Kitchener — In Sarah McCullough’s 20 years as a retirement planner, she’s seen people in her Kitchener office start crying emotionally at the thought of retirement.
Her job is not only to comfort them, but to ease the loneliness many feel in retirement.
“Some people associate the idea of retirement with sitting in a rocking chair on the front porch. I really don’t know if it will be,” McCullough said.
Toronto-based author Mike Druck believes the conventional mindset of stopping work completely needs to change.
Drak, 68, has experienced his own retirement shock.
Although he was financially well off, he was ill-prepared for the loneliness and apathy he felt after retiring in 2014 after 38 years in the financial services industry.
Drak remembers wanting nothing more than to sit on the couch and mop.
“I couldn’t understand why I was feeling that way,” he said.
It took him years to retire and establish his new lifestyle, but Drak says he couldn’t be happier.
“Everybody thinks that I should be the happiest person in the world because I don’t have to work anymore, but I didn’t,” he said.
“When you retire, you lose your sense of purpose. You have to find a new source of purpose,” he said.

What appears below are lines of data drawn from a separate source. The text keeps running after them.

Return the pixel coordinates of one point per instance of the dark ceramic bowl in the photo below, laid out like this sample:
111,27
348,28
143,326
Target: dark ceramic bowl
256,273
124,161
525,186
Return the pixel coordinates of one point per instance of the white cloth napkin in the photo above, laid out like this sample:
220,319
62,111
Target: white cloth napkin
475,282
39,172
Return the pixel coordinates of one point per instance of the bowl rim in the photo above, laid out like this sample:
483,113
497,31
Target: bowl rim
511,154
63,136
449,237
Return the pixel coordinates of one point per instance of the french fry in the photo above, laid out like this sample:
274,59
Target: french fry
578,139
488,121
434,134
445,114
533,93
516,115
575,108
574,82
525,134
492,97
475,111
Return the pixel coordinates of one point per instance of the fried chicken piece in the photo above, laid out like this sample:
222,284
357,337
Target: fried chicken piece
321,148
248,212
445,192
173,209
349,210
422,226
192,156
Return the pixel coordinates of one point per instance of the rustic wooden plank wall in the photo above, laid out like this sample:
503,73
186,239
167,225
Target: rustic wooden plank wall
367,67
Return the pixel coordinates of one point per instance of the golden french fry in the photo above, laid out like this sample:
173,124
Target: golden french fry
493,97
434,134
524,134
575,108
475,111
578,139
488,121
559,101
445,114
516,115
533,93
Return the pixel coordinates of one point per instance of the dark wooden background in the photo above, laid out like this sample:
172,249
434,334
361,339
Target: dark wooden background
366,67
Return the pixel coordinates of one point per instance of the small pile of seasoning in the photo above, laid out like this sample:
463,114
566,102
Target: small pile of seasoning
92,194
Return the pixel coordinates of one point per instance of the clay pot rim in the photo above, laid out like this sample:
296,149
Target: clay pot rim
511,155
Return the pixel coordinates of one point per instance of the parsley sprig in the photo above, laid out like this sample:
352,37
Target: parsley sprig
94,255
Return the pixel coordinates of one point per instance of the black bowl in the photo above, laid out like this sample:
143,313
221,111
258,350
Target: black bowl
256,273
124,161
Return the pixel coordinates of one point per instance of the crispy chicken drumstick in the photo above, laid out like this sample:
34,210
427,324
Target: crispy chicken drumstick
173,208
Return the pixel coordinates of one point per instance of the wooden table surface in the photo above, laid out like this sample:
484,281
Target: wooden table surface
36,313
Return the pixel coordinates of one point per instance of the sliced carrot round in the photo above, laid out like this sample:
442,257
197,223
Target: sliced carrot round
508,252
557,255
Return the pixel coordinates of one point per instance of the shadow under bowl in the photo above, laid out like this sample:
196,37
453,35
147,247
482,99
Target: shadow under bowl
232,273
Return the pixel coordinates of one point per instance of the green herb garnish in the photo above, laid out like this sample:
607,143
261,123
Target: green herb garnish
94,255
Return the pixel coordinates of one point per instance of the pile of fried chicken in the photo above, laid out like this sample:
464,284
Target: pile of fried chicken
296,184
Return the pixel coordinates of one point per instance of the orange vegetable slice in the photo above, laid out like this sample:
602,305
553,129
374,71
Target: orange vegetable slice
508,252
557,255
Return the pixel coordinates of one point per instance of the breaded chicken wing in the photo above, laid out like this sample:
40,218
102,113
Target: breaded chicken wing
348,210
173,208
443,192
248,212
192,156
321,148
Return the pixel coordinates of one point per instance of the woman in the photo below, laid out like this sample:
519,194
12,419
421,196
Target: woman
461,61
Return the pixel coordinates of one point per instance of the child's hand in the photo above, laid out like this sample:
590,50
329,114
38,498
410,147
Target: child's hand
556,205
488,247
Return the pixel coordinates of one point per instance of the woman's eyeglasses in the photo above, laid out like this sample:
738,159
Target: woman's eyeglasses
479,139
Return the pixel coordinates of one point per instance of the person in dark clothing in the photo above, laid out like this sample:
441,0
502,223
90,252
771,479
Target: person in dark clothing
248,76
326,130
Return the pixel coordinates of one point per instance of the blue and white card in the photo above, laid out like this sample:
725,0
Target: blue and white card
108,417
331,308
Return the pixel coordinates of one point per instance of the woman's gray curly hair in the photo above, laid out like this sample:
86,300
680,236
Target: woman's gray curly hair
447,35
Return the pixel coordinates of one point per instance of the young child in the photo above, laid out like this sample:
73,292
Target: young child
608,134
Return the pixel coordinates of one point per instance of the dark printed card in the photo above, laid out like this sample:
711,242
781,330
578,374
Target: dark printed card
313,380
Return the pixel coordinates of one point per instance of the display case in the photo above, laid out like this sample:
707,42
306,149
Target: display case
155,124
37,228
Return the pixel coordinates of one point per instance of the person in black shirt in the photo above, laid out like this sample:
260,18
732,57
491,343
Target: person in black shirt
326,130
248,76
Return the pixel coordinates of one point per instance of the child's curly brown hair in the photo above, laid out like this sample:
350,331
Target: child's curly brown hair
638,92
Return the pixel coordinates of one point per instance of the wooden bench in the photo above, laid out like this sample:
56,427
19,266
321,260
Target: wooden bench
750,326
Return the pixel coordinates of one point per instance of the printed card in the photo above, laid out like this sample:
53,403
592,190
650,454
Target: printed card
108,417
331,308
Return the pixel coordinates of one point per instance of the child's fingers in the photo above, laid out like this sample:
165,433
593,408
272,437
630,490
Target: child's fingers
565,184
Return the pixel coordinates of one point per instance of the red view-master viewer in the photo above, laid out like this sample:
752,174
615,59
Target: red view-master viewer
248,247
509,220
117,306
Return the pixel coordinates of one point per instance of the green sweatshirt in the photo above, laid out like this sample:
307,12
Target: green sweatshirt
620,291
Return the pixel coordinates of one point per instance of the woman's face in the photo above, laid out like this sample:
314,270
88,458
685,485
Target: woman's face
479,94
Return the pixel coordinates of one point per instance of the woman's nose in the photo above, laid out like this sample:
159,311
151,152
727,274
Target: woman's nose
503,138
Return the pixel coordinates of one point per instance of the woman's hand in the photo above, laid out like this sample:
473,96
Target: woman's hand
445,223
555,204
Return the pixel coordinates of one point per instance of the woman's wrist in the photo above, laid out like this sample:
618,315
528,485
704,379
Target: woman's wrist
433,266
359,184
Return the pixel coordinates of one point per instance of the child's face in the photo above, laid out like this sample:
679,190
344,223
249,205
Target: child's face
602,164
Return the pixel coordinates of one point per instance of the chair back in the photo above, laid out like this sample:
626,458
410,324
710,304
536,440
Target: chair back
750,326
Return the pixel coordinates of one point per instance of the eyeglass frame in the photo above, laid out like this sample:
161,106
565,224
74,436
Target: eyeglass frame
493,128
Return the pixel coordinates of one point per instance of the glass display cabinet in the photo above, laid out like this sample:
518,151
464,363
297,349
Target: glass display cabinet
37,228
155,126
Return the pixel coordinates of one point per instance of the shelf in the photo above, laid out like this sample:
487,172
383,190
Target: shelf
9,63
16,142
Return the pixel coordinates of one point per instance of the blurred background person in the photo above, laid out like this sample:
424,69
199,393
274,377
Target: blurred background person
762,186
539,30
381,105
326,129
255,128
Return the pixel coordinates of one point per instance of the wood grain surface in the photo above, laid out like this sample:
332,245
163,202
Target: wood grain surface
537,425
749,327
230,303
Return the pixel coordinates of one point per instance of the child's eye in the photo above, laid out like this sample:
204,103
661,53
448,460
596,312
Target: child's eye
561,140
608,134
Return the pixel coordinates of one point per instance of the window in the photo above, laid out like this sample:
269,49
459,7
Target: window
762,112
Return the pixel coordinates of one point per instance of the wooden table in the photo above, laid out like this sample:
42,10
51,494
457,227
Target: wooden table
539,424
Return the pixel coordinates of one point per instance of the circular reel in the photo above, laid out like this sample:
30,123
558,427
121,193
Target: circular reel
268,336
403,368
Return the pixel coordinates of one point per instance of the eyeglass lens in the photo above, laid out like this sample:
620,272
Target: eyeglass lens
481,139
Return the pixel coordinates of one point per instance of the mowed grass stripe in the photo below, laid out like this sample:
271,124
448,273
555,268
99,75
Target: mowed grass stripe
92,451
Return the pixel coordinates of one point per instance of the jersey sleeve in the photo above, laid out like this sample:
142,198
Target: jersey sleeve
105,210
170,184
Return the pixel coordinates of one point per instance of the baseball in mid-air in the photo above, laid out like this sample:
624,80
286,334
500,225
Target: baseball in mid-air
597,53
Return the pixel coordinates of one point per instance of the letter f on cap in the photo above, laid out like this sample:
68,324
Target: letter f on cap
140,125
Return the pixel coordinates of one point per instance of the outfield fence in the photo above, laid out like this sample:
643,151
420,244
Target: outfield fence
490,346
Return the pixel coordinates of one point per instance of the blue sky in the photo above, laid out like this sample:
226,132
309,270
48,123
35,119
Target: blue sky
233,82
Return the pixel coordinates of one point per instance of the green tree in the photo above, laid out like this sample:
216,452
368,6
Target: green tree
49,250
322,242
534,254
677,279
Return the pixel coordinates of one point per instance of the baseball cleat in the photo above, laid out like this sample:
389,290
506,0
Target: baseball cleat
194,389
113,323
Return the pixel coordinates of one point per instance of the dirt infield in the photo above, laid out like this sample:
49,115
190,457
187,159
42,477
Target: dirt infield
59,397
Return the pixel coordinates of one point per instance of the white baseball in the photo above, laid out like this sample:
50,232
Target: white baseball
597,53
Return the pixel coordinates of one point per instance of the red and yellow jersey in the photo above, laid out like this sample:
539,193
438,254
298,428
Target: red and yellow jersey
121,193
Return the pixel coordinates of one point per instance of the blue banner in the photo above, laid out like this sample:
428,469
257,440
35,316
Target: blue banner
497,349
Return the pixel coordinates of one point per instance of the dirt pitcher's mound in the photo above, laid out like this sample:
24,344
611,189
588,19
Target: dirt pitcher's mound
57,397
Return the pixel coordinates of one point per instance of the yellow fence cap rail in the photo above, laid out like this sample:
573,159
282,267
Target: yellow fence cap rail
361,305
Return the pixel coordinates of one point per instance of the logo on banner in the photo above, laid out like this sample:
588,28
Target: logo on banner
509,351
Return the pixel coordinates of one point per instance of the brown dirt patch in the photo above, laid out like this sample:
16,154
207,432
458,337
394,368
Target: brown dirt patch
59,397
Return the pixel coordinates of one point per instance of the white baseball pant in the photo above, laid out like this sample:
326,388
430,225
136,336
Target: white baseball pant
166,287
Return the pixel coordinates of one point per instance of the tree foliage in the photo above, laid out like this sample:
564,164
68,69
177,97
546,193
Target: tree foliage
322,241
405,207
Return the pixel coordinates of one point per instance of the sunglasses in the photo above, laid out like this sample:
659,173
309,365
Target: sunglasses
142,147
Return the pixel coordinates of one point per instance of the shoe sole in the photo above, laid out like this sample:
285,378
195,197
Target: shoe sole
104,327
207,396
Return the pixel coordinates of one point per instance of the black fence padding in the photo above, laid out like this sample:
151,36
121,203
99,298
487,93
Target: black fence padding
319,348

It drives him crazy when people say he’s “retired,” he said. he writes he teaches he goes fishing
Last September, Drak published his second book on retirement, Longevity Lifestyle by Design: Re-defining What Retirement Can Be. It details what he learned from his retirement experience and how he shaped the life he has today.
The book’s author is listed as “and friends” of Drak. His one of those friends is Simon Chan, who worked in financial services at Manulife in Kitchener.
While helping companies with their employees’ retirement savings plans, Chan realized something was wrong.
“They[companies]talked a lot about just the financial side, like how much you need to save for retirement,” Chan said.
“‘What are you going to do when you retire?’
Discussions about retirement need to extend beyond financial planning to planning other aspects of life, such as how people find a sense of purpose after work, Chan said.
These questions swirled in Chan’s mind in 2017 when he was also looking for a job. Then he stumbled upon his first Drak book, Victory Lap Retirement: Work While You Play, Play While You Work.
Chan wanted to continue the conversation with Drak himself and contacted him. A friendship grew from there.
The two talked about retirement one after another, and Drak told Chan his story.
The two agreed that something needed to change.
“When I ask[pre-retirement people]what they plan to do, they say, ‘I’m going to play golf, I’m going to travel.’ Well, you can only play golf and travel for that long, right?” said.
While financial planning for retirement is important, Chan said retirees should also focus on finding purpose and spending the rest of their lives meaningfully.
Your retirement plan should include questions such as: What do you want more? What can you do with the money you save?
McCullough works to address these questions in the retirement plans he creates with his clients.
When clients work with financial planners, these post-work day-to-day issues are rarely considered, McCullough said.
According to McCullough, clients who know their finances are often the ones who lose the most.
“A lot of times, in these retirement predictions, they stop at the money. They stop at the numbers. People aren’t so clear about what they can do with it.
The key question isn’t how much money you’ll have when you retire, but how you’ll spend it, says McCullough.
However, she admitted that not everyone can retire in the same way, or not at all.
Young people need to be aware of how their current spending impacts their retirement plans and make choices to maintain financial stability and flexibility.
Chan believes banks, businesses and community organizations need to work together to reshape the retirement conversation and retain employees planning to retire.
“If an organization were able to design arrangements that would allow them to retain that person, but for example, 10 to 15 hours per week or on project-based terms. This would have been a win-win.” Chan said.
Employers don’t lose the knowledge retirees have when they retire, and retirees can continue to find meaning through their work, he said.
“The person is now finding some kind of purpose and meaningful connection,” Chan said.